CorMedix announced all of the modules for the Defencath™ New Drug Application (NDA) have been submitted to the Food and Drug Administration (FDA). Defencath is being developed as a catheter lock solution with an initial indication for use of preventing catheter-related bloodstream infections (CRBSIs) in patients with end-stage renal disease who are receiving hemodialysis via a central venous catheter. The NDA was granted rolling submission and review by FDA as announced previously, and there has been ongoing dialogue with FDA as it reviews the submitted modules. The NDA contained data from the Company’s Phase 3 trial, LOCK-IT-100, in patients undergoing hemodialysis for end-stage renal disease, which showed a 71% reduction in CRBSIs relative to the heparin control arm (p=0.0006) with a good safety profile.
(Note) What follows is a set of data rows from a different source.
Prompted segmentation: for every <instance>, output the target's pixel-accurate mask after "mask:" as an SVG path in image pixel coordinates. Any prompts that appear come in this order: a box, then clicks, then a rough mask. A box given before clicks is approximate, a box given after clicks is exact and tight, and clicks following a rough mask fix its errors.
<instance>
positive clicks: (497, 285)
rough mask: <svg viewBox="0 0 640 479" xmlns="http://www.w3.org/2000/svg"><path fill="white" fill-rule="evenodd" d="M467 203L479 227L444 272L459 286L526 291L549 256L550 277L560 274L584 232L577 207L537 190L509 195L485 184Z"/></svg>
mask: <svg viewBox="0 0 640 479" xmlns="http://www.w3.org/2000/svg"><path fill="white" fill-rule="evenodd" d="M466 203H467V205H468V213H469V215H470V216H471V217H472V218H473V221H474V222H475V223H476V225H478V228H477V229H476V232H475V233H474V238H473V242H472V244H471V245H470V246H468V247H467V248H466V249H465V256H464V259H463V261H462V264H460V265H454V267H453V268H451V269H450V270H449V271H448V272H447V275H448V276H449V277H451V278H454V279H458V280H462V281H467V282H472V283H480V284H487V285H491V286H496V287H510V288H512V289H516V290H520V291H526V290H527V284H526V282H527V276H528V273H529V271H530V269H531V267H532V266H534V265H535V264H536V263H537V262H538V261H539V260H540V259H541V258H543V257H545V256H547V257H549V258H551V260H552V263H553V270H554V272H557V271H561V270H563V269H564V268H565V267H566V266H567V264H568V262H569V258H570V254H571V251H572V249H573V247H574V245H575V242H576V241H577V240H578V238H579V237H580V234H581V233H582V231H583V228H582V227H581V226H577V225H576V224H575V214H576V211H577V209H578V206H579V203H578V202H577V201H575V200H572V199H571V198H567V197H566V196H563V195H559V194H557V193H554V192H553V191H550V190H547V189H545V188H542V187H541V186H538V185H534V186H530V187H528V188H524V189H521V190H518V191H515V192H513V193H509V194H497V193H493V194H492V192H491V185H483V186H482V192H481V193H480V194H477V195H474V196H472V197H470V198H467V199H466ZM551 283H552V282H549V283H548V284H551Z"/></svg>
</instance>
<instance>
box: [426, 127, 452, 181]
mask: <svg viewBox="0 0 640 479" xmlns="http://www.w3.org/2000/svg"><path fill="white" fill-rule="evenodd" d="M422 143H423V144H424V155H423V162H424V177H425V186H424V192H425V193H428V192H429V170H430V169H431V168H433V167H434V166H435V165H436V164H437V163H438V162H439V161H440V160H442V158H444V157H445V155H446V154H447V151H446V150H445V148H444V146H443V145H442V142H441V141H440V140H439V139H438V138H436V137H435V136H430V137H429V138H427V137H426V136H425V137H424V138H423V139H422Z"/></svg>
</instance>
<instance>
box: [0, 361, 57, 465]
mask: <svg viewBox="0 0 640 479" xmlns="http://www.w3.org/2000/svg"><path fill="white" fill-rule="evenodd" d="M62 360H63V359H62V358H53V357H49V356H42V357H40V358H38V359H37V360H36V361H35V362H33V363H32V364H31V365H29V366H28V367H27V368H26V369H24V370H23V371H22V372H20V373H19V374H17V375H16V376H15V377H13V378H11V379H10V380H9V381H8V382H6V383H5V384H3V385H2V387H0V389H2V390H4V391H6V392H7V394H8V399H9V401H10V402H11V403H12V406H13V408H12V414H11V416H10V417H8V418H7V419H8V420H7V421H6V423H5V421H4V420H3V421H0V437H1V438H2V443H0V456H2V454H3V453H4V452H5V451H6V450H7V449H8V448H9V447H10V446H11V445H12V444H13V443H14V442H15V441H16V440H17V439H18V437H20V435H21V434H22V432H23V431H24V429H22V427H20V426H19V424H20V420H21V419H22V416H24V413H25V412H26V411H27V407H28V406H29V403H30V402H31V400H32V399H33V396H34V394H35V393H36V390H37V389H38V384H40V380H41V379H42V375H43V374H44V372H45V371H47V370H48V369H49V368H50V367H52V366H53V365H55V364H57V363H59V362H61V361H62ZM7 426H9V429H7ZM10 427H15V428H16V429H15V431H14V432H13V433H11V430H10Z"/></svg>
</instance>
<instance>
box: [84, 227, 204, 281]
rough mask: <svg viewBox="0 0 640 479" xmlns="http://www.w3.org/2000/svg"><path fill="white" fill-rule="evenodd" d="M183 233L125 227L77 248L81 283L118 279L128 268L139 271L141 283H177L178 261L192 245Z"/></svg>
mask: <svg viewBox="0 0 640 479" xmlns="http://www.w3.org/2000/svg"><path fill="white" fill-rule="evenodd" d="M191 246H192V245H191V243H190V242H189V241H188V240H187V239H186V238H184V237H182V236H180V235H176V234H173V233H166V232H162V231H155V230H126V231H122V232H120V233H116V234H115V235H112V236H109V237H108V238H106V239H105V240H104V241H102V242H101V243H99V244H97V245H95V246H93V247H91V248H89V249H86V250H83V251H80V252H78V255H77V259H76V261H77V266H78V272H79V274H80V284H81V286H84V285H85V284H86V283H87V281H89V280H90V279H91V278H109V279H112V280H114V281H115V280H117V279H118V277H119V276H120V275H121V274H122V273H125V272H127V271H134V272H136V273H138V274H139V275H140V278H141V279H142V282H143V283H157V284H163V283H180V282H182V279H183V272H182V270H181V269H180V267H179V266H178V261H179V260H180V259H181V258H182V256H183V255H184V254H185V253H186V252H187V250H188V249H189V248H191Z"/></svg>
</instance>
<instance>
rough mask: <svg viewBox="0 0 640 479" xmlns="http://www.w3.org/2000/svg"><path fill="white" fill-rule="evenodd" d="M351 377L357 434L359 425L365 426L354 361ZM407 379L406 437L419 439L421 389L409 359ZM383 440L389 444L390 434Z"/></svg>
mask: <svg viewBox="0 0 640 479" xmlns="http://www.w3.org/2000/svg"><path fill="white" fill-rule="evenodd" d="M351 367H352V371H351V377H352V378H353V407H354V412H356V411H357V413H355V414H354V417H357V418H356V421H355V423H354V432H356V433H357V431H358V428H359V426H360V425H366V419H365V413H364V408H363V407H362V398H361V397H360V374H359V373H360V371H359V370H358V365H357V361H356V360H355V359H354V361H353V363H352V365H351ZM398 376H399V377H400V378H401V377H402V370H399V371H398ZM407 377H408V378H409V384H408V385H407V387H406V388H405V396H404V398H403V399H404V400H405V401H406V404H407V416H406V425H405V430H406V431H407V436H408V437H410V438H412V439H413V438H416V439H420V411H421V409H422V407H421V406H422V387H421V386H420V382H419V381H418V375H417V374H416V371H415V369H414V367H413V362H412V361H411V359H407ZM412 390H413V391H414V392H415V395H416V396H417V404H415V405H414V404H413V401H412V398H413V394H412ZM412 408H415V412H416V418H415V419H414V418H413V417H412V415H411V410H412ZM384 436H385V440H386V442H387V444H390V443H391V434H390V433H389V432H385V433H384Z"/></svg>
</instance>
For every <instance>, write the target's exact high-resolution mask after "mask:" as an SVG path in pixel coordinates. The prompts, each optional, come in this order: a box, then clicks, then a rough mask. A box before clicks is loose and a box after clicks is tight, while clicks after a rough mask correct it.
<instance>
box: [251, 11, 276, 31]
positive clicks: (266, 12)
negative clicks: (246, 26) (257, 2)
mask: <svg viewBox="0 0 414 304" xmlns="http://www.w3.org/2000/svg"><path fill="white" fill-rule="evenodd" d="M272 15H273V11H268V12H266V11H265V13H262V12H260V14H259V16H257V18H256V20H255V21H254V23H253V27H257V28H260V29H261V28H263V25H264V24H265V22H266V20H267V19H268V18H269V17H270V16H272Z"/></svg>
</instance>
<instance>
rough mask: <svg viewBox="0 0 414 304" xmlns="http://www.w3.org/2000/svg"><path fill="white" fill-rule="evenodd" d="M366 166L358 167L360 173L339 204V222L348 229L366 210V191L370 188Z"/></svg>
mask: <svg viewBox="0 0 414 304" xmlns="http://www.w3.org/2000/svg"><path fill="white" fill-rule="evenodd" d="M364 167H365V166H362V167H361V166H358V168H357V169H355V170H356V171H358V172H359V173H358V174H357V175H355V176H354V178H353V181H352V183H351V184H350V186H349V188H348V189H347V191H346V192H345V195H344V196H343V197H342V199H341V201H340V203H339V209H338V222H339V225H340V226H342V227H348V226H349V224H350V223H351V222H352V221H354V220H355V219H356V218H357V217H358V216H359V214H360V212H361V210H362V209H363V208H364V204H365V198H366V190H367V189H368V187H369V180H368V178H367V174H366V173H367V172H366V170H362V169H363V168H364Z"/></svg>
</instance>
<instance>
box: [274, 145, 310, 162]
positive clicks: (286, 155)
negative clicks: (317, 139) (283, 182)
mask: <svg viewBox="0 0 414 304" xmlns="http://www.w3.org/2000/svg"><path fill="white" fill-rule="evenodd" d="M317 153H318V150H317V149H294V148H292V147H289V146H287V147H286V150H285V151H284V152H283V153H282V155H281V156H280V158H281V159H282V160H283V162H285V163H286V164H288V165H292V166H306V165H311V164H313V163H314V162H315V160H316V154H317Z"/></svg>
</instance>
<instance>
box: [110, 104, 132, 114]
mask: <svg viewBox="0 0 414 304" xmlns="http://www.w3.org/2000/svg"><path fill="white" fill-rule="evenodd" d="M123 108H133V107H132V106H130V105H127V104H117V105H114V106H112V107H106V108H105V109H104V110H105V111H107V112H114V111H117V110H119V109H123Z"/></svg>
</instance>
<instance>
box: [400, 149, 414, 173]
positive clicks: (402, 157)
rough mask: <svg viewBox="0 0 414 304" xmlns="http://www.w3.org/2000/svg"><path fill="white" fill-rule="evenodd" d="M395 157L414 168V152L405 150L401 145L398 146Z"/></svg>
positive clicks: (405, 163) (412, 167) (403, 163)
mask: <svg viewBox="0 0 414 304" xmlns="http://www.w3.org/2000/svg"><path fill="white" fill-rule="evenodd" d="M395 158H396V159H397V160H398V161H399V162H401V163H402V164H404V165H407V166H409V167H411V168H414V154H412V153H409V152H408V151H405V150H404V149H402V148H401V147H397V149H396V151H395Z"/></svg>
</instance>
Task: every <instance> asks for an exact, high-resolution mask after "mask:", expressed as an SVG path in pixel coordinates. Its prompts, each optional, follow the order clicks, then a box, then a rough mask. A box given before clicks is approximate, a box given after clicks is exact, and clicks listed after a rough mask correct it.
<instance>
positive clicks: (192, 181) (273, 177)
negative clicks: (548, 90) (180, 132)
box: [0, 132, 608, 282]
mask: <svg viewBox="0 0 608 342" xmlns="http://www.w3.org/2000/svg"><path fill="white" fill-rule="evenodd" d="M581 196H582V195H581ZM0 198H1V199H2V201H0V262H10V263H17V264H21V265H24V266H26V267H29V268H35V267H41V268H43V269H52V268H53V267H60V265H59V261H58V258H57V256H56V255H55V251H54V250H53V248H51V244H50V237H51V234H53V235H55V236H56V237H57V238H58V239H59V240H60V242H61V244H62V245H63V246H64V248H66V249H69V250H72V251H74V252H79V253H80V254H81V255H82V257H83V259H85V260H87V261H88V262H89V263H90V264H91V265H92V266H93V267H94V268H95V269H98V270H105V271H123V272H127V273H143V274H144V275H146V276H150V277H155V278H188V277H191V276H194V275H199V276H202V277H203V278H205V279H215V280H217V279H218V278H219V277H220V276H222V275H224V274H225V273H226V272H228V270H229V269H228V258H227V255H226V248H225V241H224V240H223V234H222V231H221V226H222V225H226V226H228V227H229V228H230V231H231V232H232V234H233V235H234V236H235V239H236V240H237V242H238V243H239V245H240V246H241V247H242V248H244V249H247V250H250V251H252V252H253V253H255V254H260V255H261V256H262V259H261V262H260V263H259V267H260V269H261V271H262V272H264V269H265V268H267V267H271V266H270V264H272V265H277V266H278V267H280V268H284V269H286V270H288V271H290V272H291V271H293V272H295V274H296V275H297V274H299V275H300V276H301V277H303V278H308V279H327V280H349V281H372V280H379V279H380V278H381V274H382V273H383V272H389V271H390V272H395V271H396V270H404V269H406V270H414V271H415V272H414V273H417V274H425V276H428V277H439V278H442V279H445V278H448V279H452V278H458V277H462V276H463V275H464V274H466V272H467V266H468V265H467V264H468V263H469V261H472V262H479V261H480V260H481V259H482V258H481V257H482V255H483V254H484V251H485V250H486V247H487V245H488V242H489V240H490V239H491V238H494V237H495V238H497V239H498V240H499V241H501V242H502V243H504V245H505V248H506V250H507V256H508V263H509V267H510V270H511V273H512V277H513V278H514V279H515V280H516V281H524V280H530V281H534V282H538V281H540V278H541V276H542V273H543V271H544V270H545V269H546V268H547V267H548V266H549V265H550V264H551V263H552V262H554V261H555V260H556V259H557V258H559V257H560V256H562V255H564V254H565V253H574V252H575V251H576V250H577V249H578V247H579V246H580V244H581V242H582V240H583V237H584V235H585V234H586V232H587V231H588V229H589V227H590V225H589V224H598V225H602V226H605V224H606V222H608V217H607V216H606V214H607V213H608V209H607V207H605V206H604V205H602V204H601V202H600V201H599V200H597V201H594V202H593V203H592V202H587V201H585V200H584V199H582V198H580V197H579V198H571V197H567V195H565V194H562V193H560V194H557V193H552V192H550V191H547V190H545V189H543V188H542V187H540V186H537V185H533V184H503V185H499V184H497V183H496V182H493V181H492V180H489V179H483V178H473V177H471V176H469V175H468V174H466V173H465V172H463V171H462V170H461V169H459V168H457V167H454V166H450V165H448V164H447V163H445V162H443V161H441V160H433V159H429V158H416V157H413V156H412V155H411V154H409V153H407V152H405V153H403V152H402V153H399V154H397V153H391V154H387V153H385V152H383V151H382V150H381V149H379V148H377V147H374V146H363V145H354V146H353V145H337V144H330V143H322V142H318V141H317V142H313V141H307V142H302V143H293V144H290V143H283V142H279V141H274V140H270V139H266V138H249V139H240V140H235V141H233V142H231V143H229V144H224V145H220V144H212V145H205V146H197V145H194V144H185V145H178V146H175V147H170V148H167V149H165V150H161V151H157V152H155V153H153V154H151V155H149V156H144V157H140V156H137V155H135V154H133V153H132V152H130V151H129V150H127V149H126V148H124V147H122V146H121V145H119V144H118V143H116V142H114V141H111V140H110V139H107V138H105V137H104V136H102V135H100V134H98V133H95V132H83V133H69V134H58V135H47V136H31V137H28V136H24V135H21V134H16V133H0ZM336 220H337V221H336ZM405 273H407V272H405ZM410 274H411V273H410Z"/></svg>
The Company requested priority review of the NDA, based on the Fast Track and Qualified Infectious Disease Product Designations granted by FDA to Defencath. The FDA has 60 days to review the submission for completeness to make a filing decision and grant a priority or standard review.  FDA will have a goal of a 6 month review period for priority review, compared to 10 months for a standard review.

“I would like to thank the team for their tremendous effort to get us to the submission of the NDA last week.  We are very pleased to have completed the submission of the NDA, despite the limitations imposed by the COVID-19 pandemic, which delayed some required laboratory testing and our submission. Submission of our first NDA is an important milestone for CorMedix and is a significant accomplishment by the Company.  We look forward to being able to launch Defencath into the hemodialysis market to address a significant unmet medical need. We will continue to consider all strategic options. We will make an announcement when the FDA has made a filing decision and a potential approval date has been determined by FDA,” Khoso Baluch, CorMedix CEO said.